Tuesday, November 30, 2010
She's getting better at leaving the ornaments alone but I still find her hiding some in her room from time to time.
This is our first year to have a cat and I wasn't sure what she would think of the tree. Apparently she thinks it's her own personal space and doesn't like if we go near it. Her new favorite spot in on the tree skirt OR climbing up it!! I have caught her several times trying to climb it. Really?! They do that?! She is worse than the girls! She loves that tree. Weird...
This time of year my littles always get sick. They get sick often I guess you could say but right around now is when they all get really bad chest colds. Beau always needs to cough but doesn't like to I guess so she just keeps it in her throat. You know when you're talking to someone and they totally need to clear their throat but don't? That's Beau!! We're always telling her to clear her throat but she just walks away saying,"Me did!" in her raspy voice. It never bothers her. Not much does. She will be walking on a flat surface right next to us and then we hear a thud and turn around and she's lying on the floor dusting off her knees. Her little legs are like rubber and they just give out, leaving her on the ground. She rarely ever cries about it though. Just gets up and says,"My fine" and moves on.
On Saturdays I try to make a big, special breakfast for the girls. I'm a huge fan of breakfast, although I don't always eat it, I love the idea of it and love to make it. Homemade donuts is one of their favorites!
I hope it's one of those things they always remember me doing. Donuts and chocolate chip pancakes have always been "our" thing and I just hope they remember and do something similar with their children. :)
Monday, November 15, 2010
He is my favorite, my very best friend and my home. I'm not a very sappy, romantic person but I consider myself pretty passionate about certain things and pretty honest and real. With me, you get what you see. I can't hide my feelings, thoughts or expressions very well. With that said, BJ gets me, me respects me and loves me unconditionally which is more than I deserve! He's the husband that I never dreamed I would have and the most hands on, involved, dependent father for our girls. They don't even realize how blessed they truly are to have a father like him. I know when they're older they'll see what an incredible Godly man he was to our family.
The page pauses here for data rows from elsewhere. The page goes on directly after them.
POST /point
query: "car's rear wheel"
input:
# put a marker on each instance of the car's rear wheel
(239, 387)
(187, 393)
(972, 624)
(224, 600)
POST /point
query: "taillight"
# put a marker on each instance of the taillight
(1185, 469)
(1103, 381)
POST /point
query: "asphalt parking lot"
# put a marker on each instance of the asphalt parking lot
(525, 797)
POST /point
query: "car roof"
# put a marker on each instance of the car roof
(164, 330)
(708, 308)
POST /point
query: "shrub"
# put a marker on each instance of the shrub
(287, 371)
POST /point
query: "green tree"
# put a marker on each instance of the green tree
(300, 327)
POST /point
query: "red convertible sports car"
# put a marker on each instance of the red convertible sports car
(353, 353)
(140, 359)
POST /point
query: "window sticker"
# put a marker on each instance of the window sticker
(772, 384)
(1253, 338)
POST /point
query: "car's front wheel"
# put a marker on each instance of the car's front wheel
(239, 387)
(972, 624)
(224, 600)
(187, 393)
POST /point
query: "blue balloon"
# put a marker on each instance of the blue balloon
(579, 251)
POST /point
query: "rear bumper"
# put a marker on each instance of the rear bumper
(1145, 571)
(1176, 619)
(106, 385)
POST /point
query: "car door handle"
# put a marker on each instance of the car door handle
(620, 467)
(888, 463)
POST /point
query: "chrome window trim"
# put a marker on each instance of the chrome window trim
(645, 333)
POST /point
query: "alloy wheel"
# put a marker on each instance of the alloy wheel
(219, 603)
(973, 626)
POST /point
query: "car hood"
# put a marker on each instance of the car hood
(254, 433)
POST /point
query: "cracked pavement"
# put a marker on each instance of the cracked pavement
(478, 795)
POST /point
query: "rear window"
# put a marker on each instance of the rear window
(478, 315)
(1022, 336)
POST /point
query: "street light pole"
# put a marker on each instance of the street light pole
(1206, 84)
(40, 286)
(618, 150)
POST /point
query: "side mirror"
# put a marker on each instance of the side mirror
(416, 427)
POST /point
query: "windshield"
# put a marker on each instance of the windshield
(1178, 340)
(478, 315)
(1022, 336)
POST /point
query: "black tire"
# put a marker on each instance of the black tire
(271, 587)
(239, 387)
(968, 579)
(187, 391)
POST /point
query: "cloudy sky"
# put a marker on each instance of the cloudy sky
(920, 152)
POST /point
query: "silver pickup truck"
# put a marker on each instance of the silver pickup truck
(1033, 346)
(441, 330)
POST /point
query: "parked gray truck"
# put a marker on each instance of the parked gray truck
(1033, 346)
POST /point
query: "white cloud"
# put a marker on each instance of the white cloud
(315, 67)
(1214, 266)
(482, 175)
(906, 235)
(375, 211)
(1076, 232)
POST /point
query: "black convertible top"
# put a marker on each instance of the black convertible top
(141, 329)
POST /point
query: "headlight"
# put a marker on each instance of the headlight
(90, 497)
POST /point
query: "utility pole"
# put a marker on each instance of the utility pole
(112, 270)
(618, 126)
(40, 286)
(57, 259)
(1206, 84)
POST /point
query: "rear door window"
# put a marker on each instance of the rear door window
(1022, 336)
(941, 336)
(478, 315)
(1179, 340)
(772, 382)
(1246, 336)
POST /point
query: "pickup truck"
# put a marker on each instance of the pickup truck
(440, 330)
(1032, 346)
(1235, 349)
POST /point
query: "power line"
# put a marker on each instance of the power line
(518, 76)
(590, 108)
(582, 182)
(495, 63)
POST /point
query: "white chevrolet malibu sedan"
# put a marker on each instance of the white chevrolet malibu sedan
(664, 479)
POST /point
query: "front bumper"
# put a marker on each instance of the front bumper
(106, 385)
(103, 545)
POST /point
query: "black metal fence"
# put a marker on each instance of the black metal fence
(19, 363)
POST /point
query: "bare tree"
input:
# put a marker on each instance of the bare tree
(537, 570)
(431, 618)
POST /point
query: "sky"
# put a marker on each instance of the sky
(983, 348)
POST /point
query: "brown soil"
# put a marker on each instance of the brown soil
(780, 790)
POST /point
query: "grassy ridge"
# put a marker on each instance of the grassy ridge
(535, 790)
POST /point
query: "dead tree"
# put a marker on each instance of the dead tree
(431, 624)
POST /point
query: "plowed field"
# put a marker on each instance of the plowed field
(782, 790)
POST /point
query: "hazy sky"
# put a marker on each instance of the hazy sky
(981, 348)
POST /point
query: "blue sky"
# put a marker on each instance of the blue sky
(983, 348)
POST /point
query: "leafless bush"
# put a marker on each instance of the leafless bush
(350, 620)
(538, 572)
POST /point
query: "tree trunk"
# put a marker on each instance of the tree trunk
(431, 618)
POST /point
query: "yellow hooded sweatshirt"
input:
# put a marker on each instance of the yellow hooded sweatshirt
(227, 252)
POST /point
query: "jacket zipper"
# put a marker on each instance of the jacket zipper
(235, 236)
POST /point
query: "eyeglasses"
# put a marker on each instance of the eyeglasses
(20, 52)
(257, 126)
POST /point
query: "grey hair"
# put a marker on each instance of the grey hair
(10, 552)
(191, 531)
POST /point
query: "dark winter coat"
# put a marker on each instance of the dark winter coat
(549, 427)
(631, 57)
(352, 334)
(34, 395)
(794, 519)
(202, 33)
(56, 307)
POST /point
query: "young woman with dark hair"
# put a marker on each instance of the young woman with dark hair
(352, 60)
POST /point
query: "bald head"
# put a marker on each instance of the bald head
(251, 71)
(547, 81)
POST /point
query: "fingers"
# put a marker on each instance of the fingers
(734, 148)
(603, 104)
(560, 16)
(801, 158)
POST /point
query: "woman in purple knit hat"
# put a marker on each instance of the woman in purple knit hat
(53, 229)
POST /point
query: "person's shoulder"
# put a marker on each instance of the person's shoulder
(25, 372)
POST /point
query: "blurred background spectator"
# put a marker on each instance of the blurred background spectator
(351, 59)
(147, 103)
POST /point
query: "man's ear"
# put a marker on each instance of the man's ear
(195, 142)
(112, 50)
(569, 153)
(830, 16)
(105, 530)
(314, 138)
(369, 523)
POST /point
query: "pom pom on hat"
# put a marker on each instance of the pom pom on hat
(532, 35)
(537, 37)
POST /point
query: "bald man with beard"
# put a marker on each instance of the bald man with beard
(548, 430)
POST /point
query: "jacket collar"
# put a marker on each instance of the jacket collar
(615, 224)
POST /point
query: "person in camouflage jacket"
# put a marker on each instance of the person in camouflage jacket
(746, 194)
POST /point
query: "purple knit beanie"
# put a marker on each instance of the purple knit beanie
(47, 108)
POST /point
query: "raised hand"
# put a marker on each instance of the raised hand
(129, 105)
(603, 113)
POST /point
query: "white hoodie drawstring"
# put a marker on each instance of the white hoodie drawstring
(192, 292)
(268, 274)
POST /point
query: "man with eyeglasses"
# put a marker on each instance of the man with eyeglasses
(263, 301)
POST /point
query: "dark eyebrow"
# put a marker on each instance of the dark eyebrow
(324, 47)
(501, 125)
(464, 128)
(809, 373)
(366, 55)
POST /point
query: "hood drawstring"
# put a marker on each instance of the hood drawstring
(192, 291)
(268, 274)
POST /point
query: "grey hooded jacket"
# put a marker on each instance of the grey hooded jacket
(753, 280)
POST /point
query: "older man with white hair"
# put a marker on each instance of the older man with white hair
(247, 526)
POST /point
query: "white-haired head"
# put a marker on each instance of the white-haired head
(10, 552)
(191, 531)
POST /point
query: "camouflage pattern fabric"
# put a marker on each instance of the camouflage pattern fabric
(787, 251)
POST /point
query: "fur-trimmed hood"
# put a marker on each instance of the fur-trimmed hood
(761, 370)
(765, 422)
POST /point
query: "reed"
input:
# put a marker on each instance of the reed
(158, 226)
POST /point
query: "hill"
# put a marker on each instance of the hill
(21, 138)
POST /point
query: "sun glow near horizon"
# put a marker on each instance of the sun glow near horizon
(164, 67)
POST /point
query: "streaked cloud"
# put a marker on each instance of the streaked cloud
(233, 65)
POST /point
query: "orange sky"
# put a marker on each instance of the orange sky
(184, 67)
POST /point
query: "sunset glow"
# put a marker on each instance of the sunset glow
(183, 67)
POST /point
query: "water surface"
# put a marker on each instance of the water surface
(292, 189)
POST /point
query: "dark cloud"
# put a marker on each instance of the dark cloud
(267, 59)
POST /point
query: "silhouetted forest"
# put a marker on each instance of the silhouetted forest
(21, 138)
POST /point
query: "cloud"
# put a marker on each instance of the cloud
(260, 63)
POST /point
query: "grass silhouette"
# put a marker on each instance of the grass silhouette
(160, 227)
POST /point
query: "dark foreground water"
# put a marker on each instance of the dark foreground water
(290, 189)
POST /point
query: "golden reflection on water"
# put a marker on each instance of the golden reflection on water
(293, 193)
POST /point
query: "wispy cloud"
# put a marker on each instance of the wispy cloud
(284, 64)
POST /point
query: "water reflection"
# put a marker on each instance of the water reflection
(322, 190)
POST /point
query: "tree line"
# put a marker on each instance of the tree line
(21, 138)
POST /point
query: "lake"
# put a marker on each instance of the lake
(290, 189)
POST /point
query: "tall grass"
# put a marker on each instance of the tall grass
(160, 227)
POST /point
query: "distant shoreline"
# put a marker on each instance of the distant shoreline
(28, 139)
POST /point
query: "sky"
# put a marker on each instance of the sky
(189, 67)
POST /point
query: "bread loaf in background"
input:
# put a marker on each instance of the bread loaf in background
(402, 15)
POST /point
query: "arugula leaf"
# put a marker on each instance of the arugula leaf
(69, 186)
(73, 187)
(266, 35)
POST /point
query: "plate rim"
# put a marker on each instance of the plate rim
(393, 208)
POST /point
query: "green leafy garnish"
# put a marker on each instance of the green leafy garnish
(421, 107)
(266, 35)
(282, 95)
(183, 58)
A few months ago BJ was asked if he'd like the opportunity to go on a missions trip this fall to Guatemala for 8 days. He was thrilled and beside himself with excitement. He'd never done anything that before and would of left that day if he could! I've always felt like God has HUGE plans for BJ and this is only the beginning so I knew he had to go on this trip. He and the group left last Wednesday and will be returning this Thursday. We both knew it was going to be hard on us and the girls but that it was totally worth it and we would power through it! This will be the longest he and I have been apart and the longest the girls will go without seeing him. Being that he works where he lives, we are fortunate to see him often and have almost every meal together. Our girls are so used to seeing him ALL the time so with him gone, it's definitely been an adjustment.
We were at church on Sunday and Bella just broke down crying saying she just missed her Dad. I wanted to cry along with her!
Beau has been extra defiant and whenever I ask her why she's hitting, talking back or not listening she says,"Yes mam.I don't know. I want Daddy!!!". I'm sure I'm not the most pleasant when he's gone but I hope I'm not THAT bad to be around.
Jude's not sure what's going on and feels the need to cry whenever Beau does. They're teaming up on me!